Operation summary table
The table shows what each operator does and example results (with binary using fast_io::bin<true,true>).
| Operator | Meaning | Example (inputs) | Decimal result | Binary result |
|---|---|---|---|---|
| & | Bitwise AND | a = 10 (0b00001010), b = 12 (0b00001100) | 8 | 0b00001000 |
| | | Bitwise OR | a = 10 (0b00001010), b = 12 (0b00001100) | 14 | 0b00001110 |
| ^ | Bitwise XOR | a = 10 (0b00001010), b = 12 (0b00001100) | 6 | 0b00000110 |
| ~ | Bitwise NOT | a = 10 (0b00001010) | Platform-width dependent | Invert all bits (e.g., for 32-bit: 0b11111111111111111111111111110101) |
| << | Left shift | a = 10 (0b00001010), shift 1 | 20 | 0b00010100 |
| >> | Right shift | b = 12 (0b00001100), shift 2 | 3 | 0b00000011 |
| && | Logical AND | a = 2, b = 4 | 1 (true) | — |
| || | Logical OR | a = 2, b = 4 | 1 (true) | — |
Bitwise operators with binary output
Use fast_io::bin<true,true> to print a value’s binary with 0b prefix and zero padding.
#include <fast_io.h>
int main() {
using namespace ::fast_io::iomnp;
unsigned a{0b1010u}; // 10, 0b00001010
unsigned b{0b1100u}; // 12, 0b00001100
println("a = ", a, " ", bin<true,true>(a));
// a = 10 0b00001010
println("b = ", b, " ", bin<true,true>(b));
// b = 12 0b00001100
auto andv{a & b};
println("a & b = ", andv, " ", bin<true,true>(andv));
// a & b = 8 0b00001000
auto orv{a | b};
println("a | b = ", orv, " ", bin<true,true>(orv));
// a | b = 14 0b00001110
auto xorv{a ^ b};
println("a ^ b = ", xorv, " ", bin<true,true>(xorv));
// a ^ b = 6 0b00000110
auto notv{~a};
println("~a = ", notv, " ", bin<true,true>(notv));
// ~a = (platform-dependent). For 32-bit unsigned: 4294967285 0b11111111111111111111111111110101
auto lshift{a << 1};
println("a << 1 = ", lshift, " ", bin<true,true>(lshift));
// a << 1 = 20 0b00010100
auto rshift{b >> 2};
println("b >> 2 = ", rshift, " ", bin<true,true>(rshift));
// b >> 2 = 3 0b00000011
}
Shift intuition (ASCII diagram)
Start: 0 b 0 0 0 0 1 0 1 0 (= 10)
Left shift by 1 → 0 b 0 0 0 1 0 1 0 0 (= 20)

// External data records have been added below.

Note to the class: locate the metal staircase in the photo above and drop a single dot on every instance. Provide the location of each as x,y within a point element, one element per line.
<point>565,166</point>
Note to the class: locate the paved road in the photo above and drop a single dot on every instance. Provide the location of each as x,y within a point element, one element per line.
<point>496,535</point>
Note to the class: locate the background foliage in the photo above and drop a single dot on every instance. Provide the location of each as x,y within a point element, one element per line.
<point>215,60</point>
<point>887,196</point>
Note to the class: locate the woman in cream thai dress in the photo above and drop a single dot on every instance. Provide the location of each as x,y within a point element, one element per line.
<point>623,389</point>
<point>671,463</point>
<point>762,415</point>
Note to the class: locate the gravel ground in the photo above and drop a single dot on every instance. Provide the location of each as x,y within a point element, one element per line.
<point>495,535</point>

Start: 0 b 0 0 0 0 1 1 0 0 (= 12)
Right shift by 2 → 0 b 0 0 0 0 0 0 1 1 (= 3)
Left shift moves bits left (fills right with 0); right shift moves bits right (fills left with 0 for unsigned).
<bit> header utilities
The <bit> header provides tools for analyzing and transforming bit patterns. See cppreference: cppreference: <bit> header.

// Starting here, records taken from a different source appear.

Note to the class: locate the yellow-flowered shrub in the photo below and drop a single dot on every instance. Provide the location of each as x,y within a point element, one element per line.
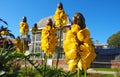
<point>78,48</point>
<point>48,40</point>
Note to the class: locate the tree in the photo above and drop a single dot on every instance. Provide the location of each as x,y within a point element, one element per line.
<point>114,40</point>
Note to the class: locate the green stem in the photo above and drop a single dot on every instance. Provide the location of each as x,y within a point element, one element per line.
<point>85,73</point>
<point>58,56</point>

- ::std::popcount(x): number of set (1) bits.
- ::std::countl_zero(x): leading zeros (depends on width).
- ::std::countr_zero(x): trailing zeros.
- ::std::rotl(x, s): rotate left by s bits.
- ::std::rotr(x, s): rotate right by s bits.

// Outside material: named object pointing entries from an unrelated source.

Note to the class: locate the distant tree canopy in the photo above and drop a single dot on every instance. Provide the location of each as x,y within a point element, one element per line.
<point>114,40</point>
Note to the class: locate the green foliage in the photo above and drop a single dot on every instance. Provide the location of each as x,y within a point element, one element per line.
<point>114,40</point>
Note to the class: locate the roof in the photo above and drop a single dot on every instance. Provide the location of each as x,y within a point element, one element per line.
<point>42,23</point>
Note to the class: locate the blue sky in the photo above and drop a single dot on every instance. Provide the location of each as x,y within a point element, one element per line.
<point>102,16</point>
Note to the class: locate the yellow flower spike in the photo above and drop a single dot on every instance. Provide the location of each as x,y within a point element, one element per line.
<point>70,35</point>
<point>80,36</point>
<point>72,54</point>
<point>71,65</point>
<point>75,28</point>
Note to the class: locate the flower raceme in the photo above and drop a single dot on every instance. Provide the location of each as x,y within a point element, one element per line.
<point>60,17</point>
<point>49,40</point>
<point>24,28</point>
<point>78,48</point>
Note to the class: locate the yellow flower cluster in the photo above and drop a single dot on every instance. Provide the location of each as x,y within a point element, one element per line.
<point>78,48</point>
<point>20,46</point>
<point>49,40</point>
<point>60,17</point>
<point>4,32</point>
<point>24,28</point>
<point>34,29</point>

- ::std::bit_width(x): number of bits needed to represent x.
#include <fast_io.h>
#include <bit>
int main() {
using namespace ::fast_io::iomnp;
unsigned x{0b101100u}; // 44, 0b00101100
println("x = ", x, " ", bin<true,true>(x));
// x = 44 0b00101100
println("popcount = ", ::std::popcount(x));
// popcount = 3
println("countl_zero = ", ::std::countl_zero(x));
// countl_zero = (depends on width; e.g., 26 for 32-bit unsigned)
println("countr_zero = ", ::std::countr_zero(x));
// countr_zero = 2
auto rotl2{::std::rotl(x,2)};
println("rotl(x,2) = ", rotl2, " ", bin<true,true>(rotl2));
// rotl(x,2) = 176 0b10110000
auto rotr2{::std::rotr(x,2)};
println("rotr(x,2) = ", rotr2, " ", bin<true,true>(rotr2));
// rotr(x,2) = 11 0b00001011
println("bit_width = ", ::std::bit_width(x));
// bit_width = 6 (needs 6 bits to represent 44)
}
Key takeaways
- Binary insight: Print with
fast_io::bin<true,true>to see bit changes. - Bitwise vs logical: Do not confuse
&/|with&&/||. - Operators: AND, OR, XOR, NOT, shifts manipulate bit patterns; shifts insert zeros for unsigned.
- Utilities: Use <bit> functions for counting, shifting via rotation, and measuring width.